Adesso a cosa stai lavorando?
«Mi piacerebbe portare nuovamente in scena questo spettacolo al quale sono rimasta profondamente legata. Inoltre debutto il 14 dicembre a Gualdo Tadino con un monologo dedicato a’ “Il testamento di Anita Garibaldi”, scritto da Valentino Zeichen, pubblicato quest’anno».

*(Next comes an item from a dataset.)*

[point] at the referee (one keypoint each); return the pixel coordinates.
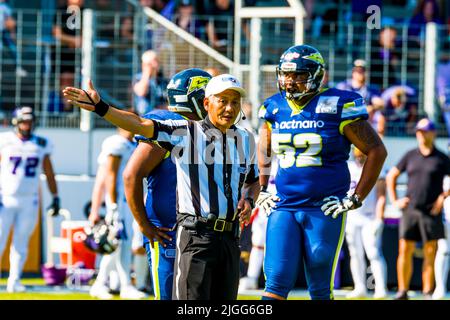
(217, 181)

Ancora una storia al femminile.
«Sì ed è soprattutto sui monologhi di donne che vorrei concentrare la mia attenzione. Per ora ho messo in scena lo spettacolo solo con un test alla Galleria dell’artista Enzo Cucchi a Roma a giugno scorso e finalmente debutta a teatro; quindi spero di portarlo a Roma per il 2013. E’ interessante il personaggio analizzato, non tanto come figura storica, quanto nella sua femminilità, filtrata a 360 gradi, soprattutto per il suo amore assoluto verso un uomo rispetto al quale la storia l’ha letta come la spalla, la deuteragonista. Il testo la riscopre nella sua modernità e tragicità, morta in Italia incinta di sei mesi».
Un altro testo sul rapporto complesso tra donna e maternità. Hai interpretato altre volte il ruolo di madre? «Nella fiction per Rai 1 di Vittorio Sindoni, “Non lasciamoci più”».
Cos’è la maternità per te?
«Uno stato di grazia, un regalo mistico del quale a distanza di sedici anni, dalla nascita di mio figlio, ricordo tutto l’incanto, il senso di felicità irrazionale e soprattutto di pienezza con quella sorpresa che è la vita».